The ICC stated that it would fully support the action the respective cricket boards decided to take
The International Cricket Council (ICC), along with the respective cricket boards of Sri Lanka, Pakistan and Bangladesh, have suspended the six umpires named in a sting operation by India TV, which revealed that they were willing to accept money in return for making decisions favouring certain players.
The umpires, Nadir Shah (Bangladesh), Nadeem Ghauri and Anis Siddiqui (Pakistan), and Sagara Gallage, Maurice Winston Zilwa and Gamini Dissanayake (Sri Lanka) have all denied the accusations that they were involved in match-fixing.
In response to the situation, the ICC stated that the umpires had not signed contracts with them, and added that it was up to the respective cricket boards to decide what action to take.

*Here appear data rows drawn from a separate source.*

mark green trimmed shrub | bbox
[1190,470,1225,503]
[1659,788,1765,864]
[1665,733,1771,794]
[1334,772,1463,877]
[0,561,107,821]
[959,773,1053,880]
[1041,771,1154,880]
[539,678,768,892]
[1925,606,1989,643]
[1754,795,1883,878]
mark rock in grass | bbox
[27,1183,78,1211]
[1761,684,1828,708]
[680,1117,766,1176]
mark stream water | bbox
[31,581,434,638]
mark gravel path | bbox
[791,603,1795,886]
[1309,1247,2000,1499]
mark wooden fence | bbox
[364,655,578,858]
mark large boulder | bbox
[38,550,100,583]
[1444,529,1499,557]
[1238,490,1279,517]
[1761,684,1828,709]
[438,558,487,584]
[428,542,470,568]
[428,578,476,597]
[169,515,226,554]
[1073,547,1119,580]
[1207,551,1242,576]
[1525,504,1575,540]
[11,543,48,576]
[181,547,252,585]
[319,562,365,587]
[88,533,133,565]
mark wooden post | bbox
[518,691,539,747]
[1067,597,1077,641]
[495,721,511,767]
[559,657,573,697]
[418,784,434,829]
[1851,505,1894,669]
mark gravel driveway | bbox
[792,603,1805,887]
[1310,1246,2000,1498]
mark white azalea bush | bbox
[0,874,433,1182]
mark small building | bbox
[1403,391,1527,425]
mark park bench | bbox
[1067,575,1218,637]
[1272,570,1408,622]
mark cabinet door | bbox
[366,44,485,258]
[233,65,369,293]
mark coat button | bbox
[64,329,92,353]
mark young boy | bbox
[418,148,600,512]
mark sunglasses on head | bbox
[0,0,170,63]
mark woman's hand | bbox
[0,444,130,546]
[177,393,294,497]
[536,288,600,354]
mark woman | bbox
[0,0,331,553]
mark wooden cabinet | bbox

Sri Lanka Cricket (SLC) and the Pakistan Cricket Board (PCB) have already begun investigating the claims, while the Bangladesh Cricket Board (BCB) announced that they would be a setting up an inquiry committee to oversee the matter.
The ICC have already asked India TV to hand over all their tapes proving that the umpires had agreed to match-fix so that the anti-corruption unit and respective cricket boards can understand what extremities the umpires were willing to go to.
The sting operation took place between July and August, and involved a reporter going undercover as a representative of a sports management company that promised to land the umpires officiating assignments in many of the world’s biggest domestic Twenty20 tournaments.
A lot of the information the undercover reporter obtained was through interviews and conversations via Skype.